Erst in der Nacht auf den 26. April wurde das Experiment schließlich fortgesetzt. Die Leistung des Reaktors wurde weiter heruntergefahren, mit dem Ziel, eine Leistung zwischen 20 und 30 Prozent zu erreichen. Bei 20 Prozent lag die Mindestleistung dieses Reaktortyps. Darunter durfte der Reaktor nicht betrieben werden, da sonst die Gefahr bestand, dass er außer Kontrolle geraten würde.

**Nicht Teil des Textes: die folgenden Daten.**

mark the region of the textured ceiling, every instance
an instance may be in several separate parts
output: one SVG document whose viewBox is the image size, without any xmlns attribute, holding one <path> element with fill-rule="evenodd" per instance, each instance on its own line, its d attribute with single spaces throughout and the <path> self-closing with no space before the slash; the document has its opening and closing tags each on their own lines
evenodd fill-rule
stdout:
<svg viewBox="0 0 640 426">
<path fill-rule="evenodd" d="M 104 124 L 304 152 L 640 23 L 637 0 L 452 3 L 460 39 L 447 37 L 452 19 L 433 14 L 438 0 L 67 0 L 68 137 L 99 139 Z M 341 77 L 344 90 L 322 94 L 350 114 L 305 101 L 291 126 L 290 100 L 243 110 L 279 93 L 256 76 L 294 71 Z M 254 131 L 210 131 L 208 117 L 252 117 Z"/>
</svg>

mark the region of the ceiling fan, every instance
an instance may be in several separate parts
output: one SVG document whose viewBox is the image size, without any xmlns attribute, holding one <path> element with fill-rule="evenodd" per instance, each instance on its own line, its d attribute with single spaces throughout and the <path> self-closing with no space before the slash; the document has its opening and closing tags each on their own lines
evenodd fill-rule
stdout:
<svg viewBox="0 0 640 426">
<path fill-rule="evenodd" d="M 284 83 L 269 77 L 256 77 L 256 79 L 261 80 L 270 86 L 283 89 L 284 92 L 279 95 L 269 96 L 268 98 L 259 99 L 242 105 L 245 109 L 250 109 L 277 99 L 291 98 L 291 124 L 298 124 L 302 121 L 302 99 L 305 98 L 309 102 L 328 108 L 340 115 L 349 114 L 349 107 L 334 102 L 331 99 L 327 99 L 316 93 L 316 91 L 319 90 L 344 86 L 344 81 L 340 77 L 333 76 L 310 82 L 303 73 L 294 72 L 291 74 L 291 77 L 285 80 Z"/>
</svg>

Was passierte vor der Kernschmelze?
Bei der Leistungsregelung unterlief einem der Techniker allerdings ein folgenschwerer Fehler. Wahrscheinlich aufgrund der Eingabe eines falschen Wertes fiel die Reaktorleistung auf nur noch ein Prozent. Um die Leistung wieder zu steigern, beschlossen die Techniker, Steuerstäbe zu entfernen, mit denen die atomare Kettenreaktion kontrolliert werden konnte. Dabei unterschritten sie die zulässige Minimalgrenze von 28 Stäben. Dennoch stieg die Leistung nur auf sieben Prozent an. Der Reaktor befand sich damit in einem äußerst instabilen Betriebszustand.

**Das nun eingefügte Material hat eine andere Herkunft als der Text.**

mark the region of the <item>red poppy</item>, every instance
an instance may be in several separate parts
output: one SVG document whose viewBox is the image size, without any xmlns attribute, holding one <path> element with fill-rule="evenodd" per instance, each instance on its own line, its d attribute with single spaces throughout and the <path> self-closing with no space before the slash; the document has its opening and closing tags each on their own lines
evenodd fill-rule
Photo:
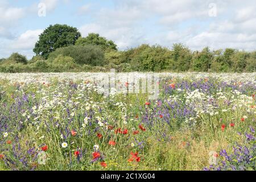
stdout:
<svg viewBox="0 0 256 182">
<path fill-rule="evenodd" d="M 127 133 L 128 133 L 128 130 L 127 130 L 127 129 L 125 129 L 125 130 L 123 131 L 123 134 L 126 135 L 126 134 L 127 134 Z"/>
<path fill-rule="evenodd" d="M 76 136 L 77 133 L 76 131 L 75 131 L 74 130 L 72 130 L 71 131 L 71 134 L 73 136 Z"/>
<path fill-rule="evenodd" d="M 114 128 L 114 126 L 112 126 L 112 125 L 109 125 L 108 126 L 108 129 L 109 130 L 112 130 Z"/>
<path fill-rule="evenodd" d="M 103 167 L 104 168 L 106 168 L 107 167 L 107 164 L 105 162 L 102 162 L 101 163 L 101 165 L 102 167 Z"/>
<path fill-rule="evenodd" d="M 230 125 L 231 127 L 234 127 L 234 123 L 231 123 Z"/>
<path fill-rule="evenodd" d="M 214 156 L 215 158 L 217 158 L 217 157 L 218 157 L 218 154 L 217 153 L 214 153 L 214 154 L 213 154 L 213 156 Z"/>
<path fill-rule="evenodd" d="M 48 146 L 44 146 L 43 147 L 42 147 L 42 150 L 43 151 L 46 151 L 48 149 Z"/>
<path fill-rule="evenodd" d="M 109 144 L 110 145 L 110 146 L 115 146 L 115 141 L 109 141 Z"/>
<path fill-rule="evenodd" d="M 141 158 L 138 156 L 138 155 L 139 154 L 138 152 L 136 152 L 135 153 L 131 152 L 130 154 L 131 155 L 131 157 L 128 159 L 128 162 L 131 162 L 134 161 L 134 160 L 135 160 L 137 162 L 141 161 Z"/>
<path fill-rule="evenodd" d="M 75 151 L 74 154 L 76 157 L 77 157 L 80 154 L 80 152 L 78 151 Z"/>
<path fill-rule="evenodd" d="M 142 125 L 139 125 L 139 127 L 142 131 L 146 131 L 146 129 L 144 127 L 143 127 Z"/>
<path fill-rule="evenodd" d="M 130 154 L 132 155 L 133 158 L 137 158 L 139 153 L 138 152 L 136 152 L 135 153 L 131 152 Z"/>
<path fill-rule="evenodd" d="M 98 138 L 101 139 L 101 138 L 102 138 L 102 135 L 100 133 L 97 133 L 97 136 L 98 136 Z"/>
<path fill-rule="evenodd" d="M 94 152 L 93 153 L 93 159 L 96 159 L 101 156 L 101 154 L 100 152 Z"/>
<path fill-rule="evenodd" d="M 118 133 L 122 133 L 121 129 L 119 128 L 115 130 L 115 134 L 117 134 Z"/>
<path fill-rule="evenodd" d="M 141 158 L 140 157 L 138 157 L 136 158 L 136 161 L 137 162 L 140 162 L 141 161 Z"/>
<path fill-rule="evenodd" d="M 225 128 L 226 127 L 226 125 L 221 125 L 221 130 L 222 131 L 224 131 L 224 130 L 225 130 Z"/>
<path fill-rule="evenodd" d="M 171 86 L 172 89 L 175 89 L 175 84 L 170 84 L 170 86 Z"/>
</svg>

Trotz aller Bedenken bestand der stellvertretende Chefingenieur darauf, das Experiment durchzuführen. Daraufhin blockierten die Techniker entgegen der Sicherheitsvorschriften das Signal für die Schnellabschaltung des Reaktors. Für das Experiment wurden die Sicherheitsventile der beiden Turbinengeneratoren geschlossen. Dadurch verringerte sich der Wasserzufluss in den Reaktor augenblicklich und die Temperatur stieg rapide an.
Kettenreaktion und Explosion
Plötzlich kam es zu einer Steigerung der Reaktorleistung. Eine unkontrollierte Kettenreaktion setzte ein. Der Versuch, die Kettenreaktion durch eine Notabschaltung zu unterbinden, misslang. Die Führungskanäle für die Steuerstäbe waren aufgrund der enormen Hitze bereits verformt. Innerhalb weniger Sekunden kam es zu einer extremen Energiefreisetzung in den Brennelementen und zur Zerstörung des Reaktorkerns. Bei über 2.000 Grad Celsius setzte die Kernschmelze ein.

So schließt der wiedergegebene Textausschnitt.